M. T. Rishi1,2, I. A. Shaikh1,2, V. Selvaraju1, M. Thirunavukkarasu1, J. Palesty2, N. Maulik1 1University Of Connecticut Health Center,Molecular Cardiology And Angiogenesis Laboratory, Department Of Surgery,Farmington, CT, USA 2Saint Mary’s Hospital,Stanley J. Dudrick Department Of Surgery,Waterbury, CT, USA
Introduction: There is a growing interest in developing novel therapeutic modalities at a molecular level for the treatment of peripheral arterial disease (PAD). We have previously shown that Thioredoxin -1 (Trx-1), which is a cytosolic 12-kDa redox protein, enhances neovascularization and reduces ventricular remodeling during chronic myocardial infarction. Here we aim to investigate the role of this protein in a murine hind limb ischemia (HLI) model.
Methods: Adult 8-12 week old C57Bl/6 mice were divided into two groups: (1) adeno-thiroedoxin-1 gene treatment group (Ad-Trx-1) and (2) control group (Ad-LacZ).

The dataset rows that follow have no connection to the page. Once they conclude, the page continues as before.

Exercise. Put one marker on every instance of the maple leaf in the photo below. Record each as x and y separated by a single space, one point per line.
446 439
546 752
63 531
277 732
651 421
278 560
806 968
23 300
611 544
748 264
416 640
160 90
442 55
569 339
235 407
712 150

The mice in Ad-Trx-1 group underwent right femoral artery ligation to create a murine model of HLI. Immediately after surgery, adeno-thioredoxin -1 in a concentration of 1×10⁹ PFU was injected in both semimembranosus and gastrocnemius muscles of the right leg whereas the left leg was used as an internal control. The mice in Ad-LacZ group also underwent right femoral artery ligation but instead received similar concentration of Ad-LacZ at the same muscle sites. The two groups underwent serial laser doppler imaging (LDI) pre-operatively and post-operatively for 28 days to assess hind limb perfusion. Immunohistochemistry and ELISA were performed on post-operative day 4 to determine the expression for various key angiogenic proteins.

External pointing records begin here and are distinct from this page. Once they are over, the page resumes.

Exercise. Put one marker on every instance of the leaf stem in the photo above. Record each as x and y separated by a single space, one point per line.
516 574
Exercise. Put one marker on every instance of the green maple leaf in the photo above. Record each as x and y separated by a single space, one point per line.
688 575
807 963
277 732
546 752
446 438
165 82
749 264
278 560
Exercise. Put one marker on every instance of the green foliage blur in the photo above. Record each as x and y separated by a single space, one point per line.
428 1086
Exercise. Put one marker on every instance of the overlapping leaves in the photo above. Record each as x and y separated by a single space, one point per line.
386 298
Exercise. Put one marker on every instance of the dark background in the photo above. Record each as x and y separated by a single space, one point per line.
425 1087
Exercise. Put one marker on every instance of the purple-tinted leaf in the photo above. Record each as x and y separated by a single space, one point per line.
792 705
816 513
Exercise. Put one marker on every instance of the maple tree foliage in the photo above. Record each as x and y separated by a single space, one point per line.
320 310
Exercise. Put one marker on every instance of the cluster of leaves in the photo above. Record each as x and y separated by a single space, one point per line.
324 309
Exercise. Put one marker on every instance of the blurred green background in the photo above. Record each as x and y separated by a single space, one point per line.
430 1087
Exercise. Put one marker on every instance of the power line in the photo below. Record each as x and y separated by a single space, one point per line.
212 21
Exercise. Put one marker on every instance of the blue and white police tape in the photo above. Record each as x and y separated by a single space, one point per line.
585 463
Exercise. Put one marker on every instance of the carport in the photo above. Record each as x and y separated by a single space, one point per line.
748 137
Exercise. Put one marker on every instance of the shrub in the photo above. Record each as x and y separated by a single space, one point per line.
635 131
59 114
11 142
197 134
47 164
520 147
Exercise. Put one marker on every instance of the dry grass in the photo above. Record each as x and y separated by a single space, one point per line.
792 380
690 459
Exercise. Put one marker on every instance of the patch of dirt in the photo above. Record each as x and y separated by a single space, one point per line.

Results: Mice in the Ad-Trx-1 group showed a significantly increased perfusion ratio on postoperative day 21 [0.893±0.067 (n=10) vs. 0.593±0.065 (n=10); p<0.05] and day 28 [0.908±0.081 (n=08) vs. 0.660±0.057 (n=10); p<0.05] [Figure 1] and a higher motor function score on post-operative day 7 [3.1±0.233 (n=10) vs. 2.1±0.276 (n=10); p<0.05], day 14 [3.9±0.233 (n=10) vs. 2.8±0.249 (n=10); p<0.05], day 21 [4.9±0.1 (n=10) vs. 3.7±0.213 (n=10); p<0.05] and day 28 [4.875±0.125 (n=8) vs. 3.8±0.249 (n=10); p<0.05] as compared to mice in Ad-LacZ group. Four days after femoral artery ligation, Ad-Trx-1 group showed increased Vascular Endothelial Growth Factor (VEGF) expression by immunohistochemical analysis and ELISA [38.48±7.165 (n=4) vs. 21.70±2.560 (n=5); p<0.05] as compared to Ad-LacZ group. Ad-Trx-1 group also showed increase expression of Flt-1 and Angiopoietin -1 proteins as compared to Ad-LacZ group by immunohistochemical analysis.
Conclusion: Taken together, our study demonstrates that the adeno-thioredoxin-1 gene delivery enhances blood perfusion and increases angiogenic protein expression in a murine hind limb ischemia model. We hope that this molecule can be a future potential target for clinical trials and subsequently drug therapy in peripheral vascular disease management.